Bleecker experienced and recorded life in New York City at a moment of great change and turmoil. But her position shielded her from some of the more threatening aspects of life in the most populous early American city. Epidemics of Yellow Fever periodically ravaged the City. While poor New Yorkers faced the very real possibility they would catch the Fever and never recover, Bleecker fled the crowded and dangerous city for the more salubrious suburban environs of Bedford, in Westchester County. Then as ever, class shaped urban life. Bleecker’s New York was a Tale of Two Cities.
Or perhaps it was a tale of three cities. “Negro men” and “black girls” appear throughout the diary as laborers. Though invariably identified by their skin color, it is not always clear whether they were enslaved. In 1799, the first year of Bleecker’s diary, New York State passed a bill to abolish the institution of slavery. But the bill did so gradually; the last slave was not freed until July 4, 1827. Like most everything else, slavery, freedom, servitude, and race were all in flux in early-nineteenth-century New York, as Bleecker’s diary unwittingly reveals.
As much as Bleecker’s diary can be read as an ethnography of early national New York City, it is above all an account of one woman’s life. We have to imagine that Bleecker’s list of the most significant events recorded in the diary would include her engagement and marriage to Alexander McDonald, the births of her first two children, and the marriages and deaths of countless friends and family members. Bleecker is a fascinating woman in her own right, and throughout this series we plan to bring that side of the diary out as well.
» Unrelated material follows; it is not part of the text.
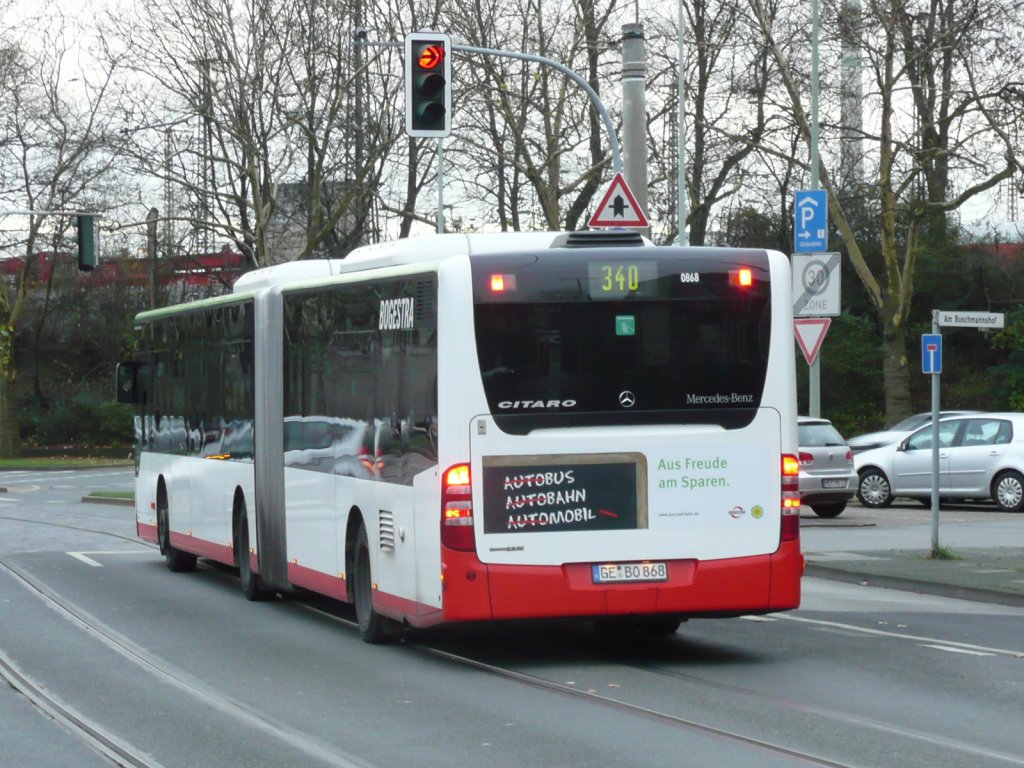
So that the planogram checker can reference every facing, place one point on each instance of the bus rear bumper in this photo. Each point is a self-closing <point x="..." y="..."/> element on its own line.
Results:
<point x="714" y="588"/>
About the Early American Manuscripts Project
With support from the The Polonsky Foundation, The New York Public Library is currently digitizing upwards of 50,000 pages of historic early American manuscript material. The Early American Manuscripts Project will allow students, researchers, and the general public to revisit major political events of the era from new perspectives and to explore currents of everyday social, cultural, and economic life in the colonial, revolutionary, and early national periods. The project will present on-line for the first time high quality facsimiles of key documents from America’s Founding, including the papers of George Washington, Thomas Jefferson, Alexander Hamilton and James Madison. Drawing on the full breadth of the Library’s manuscript collections, it will also make widely available less well-known manuscript sources, including business papers of Atlantic merchants, diaries of people ranging from elite New York women to Christian Indian preachers, and organizational records of voluntary associations and philanthropic organizations. Over the next two years, this trove of manuscript sources, previously available only at the Library, will be made freely available through nypl.org.